14.4.1
Positieve weefselcontrole
Onderzoek eerst de positieve weefselcontrole om u ervan te vergewissen dat alle reagentia goed
functioneren.
Wanneer u op DAB gebaseerde systemen gebruikt, duidt de aanwezigheid van een bruin (3,3'
diaminobenzidine tetrachloride, DAB) reactieproduct met de target cellen op een positieve
reactiviteit. Als u de BOND Polymer Red Detection Systems gebruikt, wijst de aanwezigheid van een
rood reactieproduct met de target cellen op positieve reactiviteit. Als de positieve weefselcontroles
geen positieve kleuring uitwijzen, moeten resultaten met de testspecimens als ongeldig worden
beschouwd.
14.4.2
Negatieve weefselcontrole
Onderzoek de negatieve weefselcontrole na de positieve weefselcontrole om de specificiteit van de
labeling van de target antigeen/nucleïnezuur door het primaire antilichaam/de probe te verifiëren.
De afwezigheid van specifieke kleuring in de negatieve weefselcontrole bevestigt het gebrek aan
kruisreactiviteit van antilichaam/probe met cellen/celcomponenten.

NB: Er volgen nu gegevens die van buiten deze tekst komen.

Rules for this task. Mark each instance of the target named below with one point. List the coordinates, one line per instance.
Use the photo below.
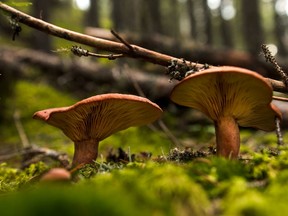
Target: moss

Als specifieke kleuring (valse positieve kleuring) zich voordoet in de negatieve externe
weefselcontrole, moeten resultaten als ongeldig beschouwd worden. Niet-specifieke kleuring, indien
aanwezig, heeft meestal een diffuse verschijning. Sporadische kleuring van connectief weefsel kan
ook worden gezien in coupes van excessief formaline-gefixeerde weefsels. Gebruik intacte cellen
voor de interpretatie van kleuringsresultaten. Necrotische of gedegenereerde cellen kleuren vaak
niet-specifiek.
14.4.3
Patiëntweefsel
Onderzoek patiëntmateriaal met het primaire antilichaam het laatst.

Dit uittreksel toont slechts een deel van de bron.